ORANGE COUNTY, CA—Office properties up for sale in Orange County are so scarce that investors are looking beyond their “comfort zones” in order to purchase assets. According to a mid-second-quarter report from Voit Real Estate Services, “investors are now reaching beyond the best submarkets to pluck up anything with a pulse.”
Jerry Holdner, VP of market research for Voit, tells GlobeSt.com, “There are so few class-A assets out there at the moment for sale and a lot of investors are looking for buildings. In Orange County, they like to buy class-A office assets, which are mostly in the Irvine submarkets, but now they’re looking in North County, West County and different parts of the market where they typically haven’t looked before. They’re extending their geographical reach.”
Investors are not only going outside of their geographical comfort zone, but also outside of their asset class, Holdner adds. “Some investors are looking at the class-B stuff, which is not always a good play for every investor.”
In examining value-add properties, some investors are going into product types they weren’t involved with prior to the recession, says Holdner. “Industrial investors are picking up class-B product because they can’t find the industrial properties they’re looking for, and this has been a trend for the last few years. Consequently, this has helped keep cap rates low for the last few years.”
The report also indicates that median sales prices are rising, and Holdner says this is due to lack of supply. Sales volume for office product rose at the end of 2013 with 27 trades in Q4, but the number dropped to 10 trades for the first quarter of 2014 and only eight by mid-second-quarter.
Occasionally, a large office trade does happen in this county. As GlobeSt.com reported last week, a partnership between Lincoln Property Co. and GEM Realty Capital has sold One Pacific Plaza, a three-building, class-A trophy office property in Huntington Beach, for $93.6 million, or $244 per square foot, to Prudential Real Estate Investors. The property, which includes a 12-story main tower and two six-story mid-rise buildings for a total of 384,303 rentable square feet, has flexible floor plates that allow for single- or multiple-tenant configurations and a parking ratio of 4.2 spaces per 1,000 square feet.

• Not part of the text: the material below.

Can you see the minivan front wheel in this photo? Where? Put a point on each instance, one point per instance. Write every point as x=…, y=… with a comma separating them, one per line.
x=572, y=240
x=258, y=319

Meanwhile, the industrial market here has even fewer trade opportunities to offer than the office market. Holdner says vacancies are down around 4%, the lowest point since Q4 ’07. The fourth quarter of ’06 saw an industrial vacancy rate of 3.4%, which is the lowest it’s ever been, he says.
But drastically low vacancy rates are not spurring industrial development—nothing is currently under construction. “A lot of developers are waiting for rents to creep up and for land prices to be right. Land is going up at a faster rate now.”